Lors du bouclage du numéro 4 de Curseurs sur la matérialité du numérique, nous nous étions promis de penser un numéro plus léger, plus ouvert à l’Internet que nous aimons, celui du partage et de la coopération.
Mais l’actualité ne nous rend pas la tâche facile. De la réélection de Donald Trump, avec l’allégeance des géants de la Tech envers sa politique d’extrême droite, au génocide à Gaza, les technologies numériques jouent un rôle majeur dans les massacres en cours, que ce soit dans leur versant médiatique ou technologique. Le dossier de ce numéro sera donc consacré à ces deux aspects, avec une série d’articles évoquant l’industrie de l’armement et de la surveillance.
L’affaire de l’explosion des bipeurs et talkies-walkies du Hezbollah les 17 et 18 septembre 2024 ont révélé au monde ce que les militant·es des libertés publiques et droits numériques savaient déjà depuis quelques années : Israël dispose d’une industrie de la surveillance technologique et de l’armement des plus développées. L’association Technopolice Bruxelles démontrera en trois temps l’ampleur de cette industrie qui non seulement se déploie et continue à se développer à Gaza, mais s’exporte jusque chez nous. Ils évoqueront ensuite les résistances palestiniennes à l’heure où la famine menace à nouveau les vies gazaouies.
Face aux silences et à la sidération devant ce génocide, Pipas exposera trois cas de complicités technologiques pour montrer qu’il est possible de comprendre et d’agir à partir d’ici et mettre la pression sur les sociétés technologiques internationales qui alimentent l’industrie de la Tech militaire et le secteur de la surveillance. Nous parlerons de drones, mais aussi de ce que parviennent à faire les archives syriennes avec les témoignages que sont les vidéos tournées et postées en ligne.
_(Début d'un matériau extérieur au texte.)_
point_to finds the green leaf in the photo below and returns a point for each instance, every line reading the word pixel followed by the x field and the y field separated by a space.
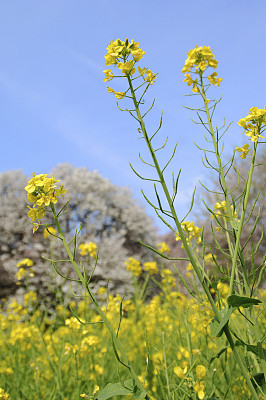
pixel 258 350
pixel 216 327
pixel 258 378
pixel 116 389
pixel 241 301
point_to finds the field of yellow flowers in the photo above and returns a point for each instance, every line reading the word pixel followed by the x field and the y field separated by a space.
pixel 168 340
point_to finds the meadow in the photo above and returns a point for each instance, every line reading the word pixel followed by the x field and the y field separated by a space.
pixel 156 345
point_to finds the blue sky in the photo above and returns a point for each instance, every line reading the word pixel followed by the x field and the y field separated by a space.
pixel 54 103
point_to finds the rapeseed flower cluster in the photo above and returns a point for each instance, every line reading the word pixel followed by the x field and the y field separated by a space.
pixel 244 150
pixel 163 247
pixel 220 209
pixel 24 269
pixel 42 192
pixel 49 231
pixel 124 55
pixel 201 58
pixel 133 266
pixel 254 123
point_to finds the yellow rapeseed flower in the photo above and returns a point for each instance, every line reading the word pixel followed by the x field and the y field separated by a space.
pixel 151 267
pixel 88 248
pixel 163 247
pixel 133 266
pixel 180 373
pixel 253 123
pixel 42 192
pixel 244 150
pixel 200 371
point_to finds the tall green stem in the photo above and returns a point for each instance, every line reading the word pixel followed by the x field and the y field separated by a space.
pixel 238 231
pixel 186 246
pixel 169 200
Nous nous plongerons ensuite dans les résistances à la machine sécuritaire, chez nous dans les quartiers populaires, face à la police ou à l’administration algorithmique. Car la guerre, c’est aussi celle que nous menons au vivant ou celle qui est faite aux pauvres, notamment autour de la récupération des invendus alimentaires. Nous évoquerons encore les imbrications entre numérique et racisme.
Afin de ne pas oublier ce que nous nous étions promis, nous reviendrons sur le sens du numérique, qu’il soit sémantique avec une évocation du terme ordinateur. Nous soulèverons le capot de nos tours pour les mettre à plat, et révélerons ce que cachent les noms de domaine et le retour du Web indépendant.